Judgment as a matter of law is properly granted when there is “no legally sufficient evidentiary basis for a reasonable jury to find for that party on that issue[.]” Super. Ct. Civ. R. 50 (a) (i). In reviewing a trial court’s decision to enter judgment as a matter of law against a plaintiff, “the question for this court is whether a reasonable juror could have properly reached a verdict in favor of [the *95plaintiff.” Washington Metro. Area Transit Auth. v. Ferguson, 977 A.2d 375, 377 (D.C.2009) (quoting Wilson v. Washington Metro.

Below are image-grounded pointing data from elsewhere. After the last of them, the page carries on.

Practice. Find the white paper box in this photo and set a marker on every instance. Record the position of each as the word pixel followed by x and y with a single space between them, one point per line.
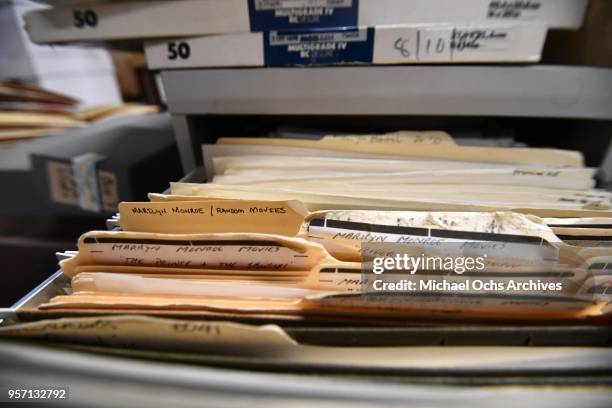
pixel 399 44
pixel 163 19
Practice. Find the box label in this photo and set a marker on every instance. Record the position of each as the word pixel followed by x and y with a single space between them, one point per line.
pixel 268 15
pixel 62 185
pixel 318 47
pixel 514 9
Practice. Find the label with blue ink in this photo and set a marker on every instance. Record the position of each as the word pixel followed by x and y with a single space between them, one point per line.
pixel 346 46
pixel 269 15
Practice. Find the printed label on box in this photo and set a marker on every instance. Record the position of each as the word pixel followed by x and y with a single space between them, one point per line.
pixel 268 15
pixel 319 48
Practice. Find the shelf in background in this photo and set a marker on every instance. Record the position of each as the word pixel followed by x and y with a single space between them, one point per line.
pixel 544 91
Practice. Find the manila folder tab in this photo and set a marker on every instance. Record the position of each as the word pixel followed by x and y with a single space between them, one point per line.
pixel 212 250
pixel 144 332
pixel 271 217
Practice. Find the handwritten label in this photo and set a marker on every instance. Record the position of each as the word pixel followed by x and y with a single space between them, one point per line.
pixel 513 9
pixel 273 217
pixel 211 254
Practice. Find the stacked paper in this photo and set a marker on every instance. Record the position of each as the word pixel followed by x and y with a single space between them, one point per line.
pixel 288 232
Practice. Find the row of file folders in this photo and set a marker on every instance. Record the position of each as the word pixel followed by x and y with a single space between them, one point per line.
pixel 289 230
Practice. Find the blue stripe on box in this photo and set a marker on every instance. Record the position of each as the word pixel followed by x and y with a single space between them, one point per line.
pixel 270 15
pixel 319 47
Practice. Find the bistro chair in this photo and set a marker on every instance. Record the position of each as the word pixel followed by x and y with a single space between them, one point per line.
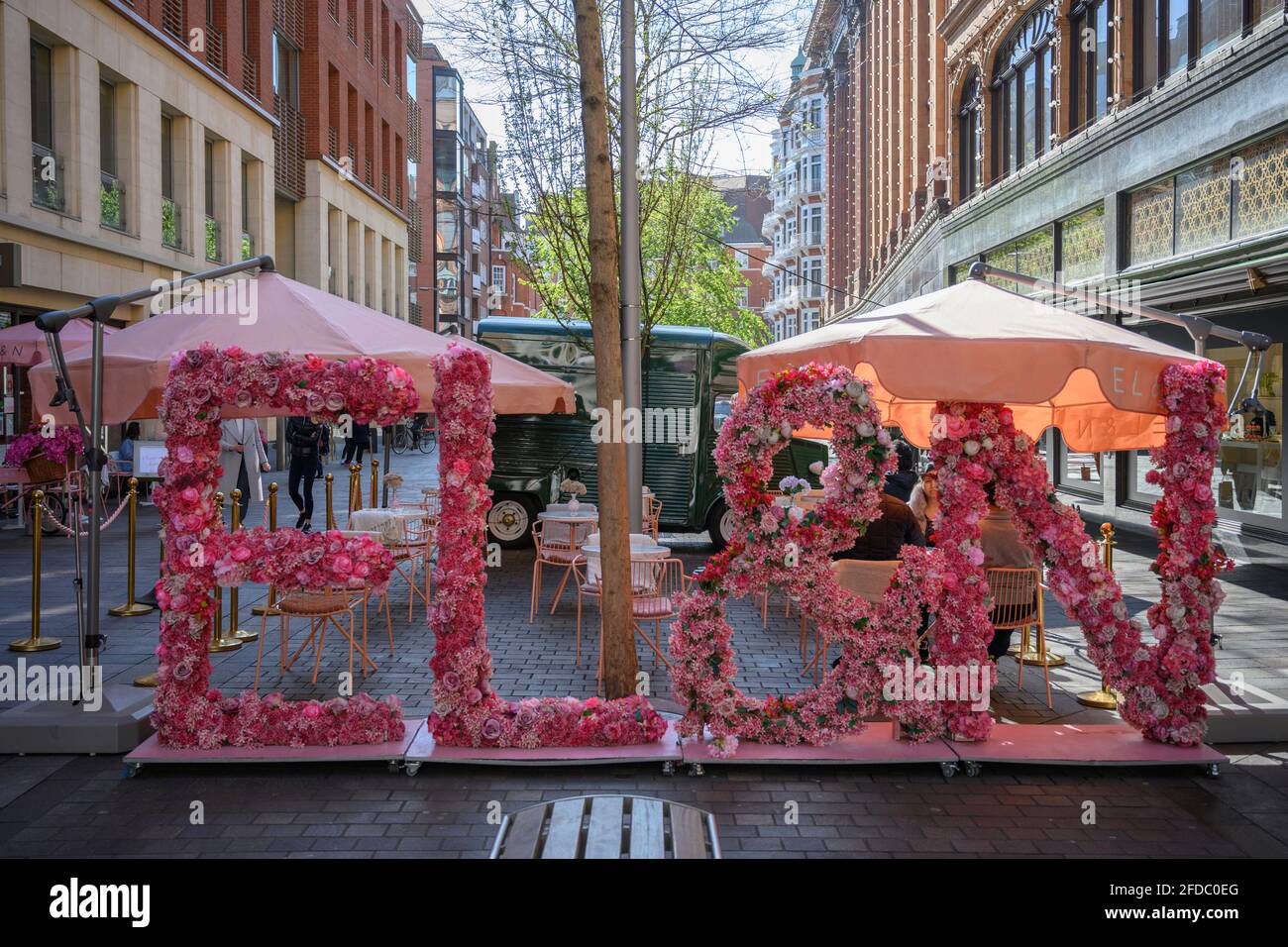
pixel 558 544
pixel 322 607
pixel 411 553
pixel 657 599
pixel 588 577
pixel 864 579
pixel 1017 595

Area Transit Auth., 912 A.2d 1186, 1188-89 (D.C.2006)).
The conundrum faced by this jury is not without precedent. Similar circumstances arose in Blackwell, where we determined that a jury did not fail to follow its charge, and that the trial court did not abuse its discretion by amending the verdict form to combine the two standard negligence questions, when, during its deliberations, the jury indicated it was deadlocked as to the defendant’s liability, but unanimously agreed that the plaintiff was contributorily negligent. Supra, 6 A.3d at 1278-79 (citing Weeda v. District of Columbia, 521 A.2d 1156, 1162-64 (D.C.1987)). There we noted that the jury was attentive to its charge, and recognized the legal impact its conclusion — that the plaintiff was partially liable for the accident— would have on the verdict. Blackwell, supra, 6 A.3d at 1279-80.

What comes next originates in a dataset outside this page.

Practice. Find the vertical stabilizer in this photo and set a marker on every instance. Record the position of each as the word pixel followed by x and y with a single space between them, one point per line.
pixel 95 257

This jury was equally attentive and savvy regarding the consequences of its findings. Although it was unable to reach a unanimous decision regarding appellee’s liability, the jury’s. post-poll notes to the trial court show that it recognized that this question was purely “academic[,]” id. at 1280 (quoting Weeda, supra, 521 A.2d at 1164), in light of its unanimous agreement that appellant was at fault. Thus not only would it have been impossible for this jury to find in appellant’s favor, it appears that it effectively found in appellee’s favor, but was merely confounded by the verdict form.
Consequently, we hold that the trial court did not err by entering judgment as a matter of law in appellee’s favor. See Ferguson, supra, 977 A.2d at 377; Super. Ct. Civ. R. 50 (a). The judgment is
Affirmed.
. In response to a jury note, the court had instructed the jury that "an injury or damage is proximately caused by an act or failure to act whenever it appears from a preponderance of the evidence that the act or failure to act played a substantial part in bringing about the injury or damage. Moreover, it must be shown that the injury or damage was either-a direct result or reasonably probable consequence of an act or failure to act.”
. The court commented that, despite the first juror's statement that "everybody else is a yes,” ”[w]e don’t know whether she’s the only one. We only got to her.” When appellant’s counsel pointed out that ”[n]o one else raised their hands, no one else said anything,” the court observed, “No one else had an opportunity to.”
. The trial court instructed the jury pursuant to Allen v. United States, 164 U.S. 492, 17 S.Ct 154, 41 L.Ed. 528 (1896), when they returned a note saying they were at an impasse with regard to appellee's liability.